Maria Seidenschwann arbeitet seit 21 Jahren als Psychotherapeutin. Aktuell ist sie im Haus Rossau angestellt und leitet den psychosozialen Dienst im Kuratorium Wiener Pensionisten-Wohnhäuser.

KURIER: Frau Seidenschwann, mit welchen Themen kommen Klienten zu Ihnen?

Maria Seidenschwann: Die Einsamkeit ist ein großes Thema. Viele sagen: "Ich vermisse Zärtlichkeit, aber es gibt nicht einmal jemanden, der mich in den Arm nimmt. Manche artikulieren auch Lust auf sexuelle Intimität."

Was sagen Sie darauf?

Ich bringe den Ratsuchenden näher, selbst anders auf Menschen zuzugehen. Basis ist ein wertschätzender Umgang mit sich selbst. Das zu lernen, ist Inhalt von psychologischen Behandlungen. Nähe und Zuneigung kann man auch Freunden und Familie geben und von Ihnen empfangen, ohne klassischen Partner.

Ist Verlieben im Alter anders?

Die körperlichen Bedingungen sind natürlich andere, aber die Gefühle sind die gleichen.

Liebe und Sex im Alter werden in den jüngsten Jahren häufiger thematisiert als früher. Warum ist das so?

Sexualität im Alter war und ist ein Tabuthema. Ältere Menschen sind meist offen darüber zu sprechen, wenn man sie danach fragt. Für jüngere Menschen ist es oft schwer sich vorzustellen, dass es im Alter noch Bedarf an Sexualität gibt. Beispielsweise hat das heimliche Übernachten eines Geliebten bei einer Dame im Pensionisten-Wohnhaus zu großer Aufregung bei den Mitarbeitern geführt – nicht wegen des Verbots sondern aus moralischer Entrüstung.

Beim Speeddating im Haus Hohen Warte war der überwiegende Teil der Besucher Frauen . . .

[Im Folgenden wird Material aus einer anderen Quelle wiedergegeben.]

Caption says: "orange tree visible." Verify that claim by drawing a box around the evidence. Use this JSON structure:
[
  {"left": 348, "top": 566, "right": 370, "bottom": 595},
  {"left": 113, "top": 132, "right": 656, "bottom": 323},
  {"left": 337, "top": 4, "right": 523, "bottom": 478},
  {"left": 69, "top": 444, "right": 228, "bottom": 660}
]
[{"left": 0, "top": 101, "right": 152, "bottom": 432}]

Ja, es ist ein großes Problem, dass es im Alter mehr Frauen gibt.

Beim Speeddating gaben viele Frauen außerdem an, gar nicht mehr auf der Suche nach Liebe und Sex, sondern nach einem Partner für Unternehmungen oder Urlaube zu sein.

Naja, zum einen hat es lange Zeit geheißen, Sex ist mit 50 vorbei. Und viele Frauen haben auch in ihren Beziehungen nicht immer nur positive Erfahrungen mit Sex gemacht. Die sind froh, wenn sie das hinter sich haben.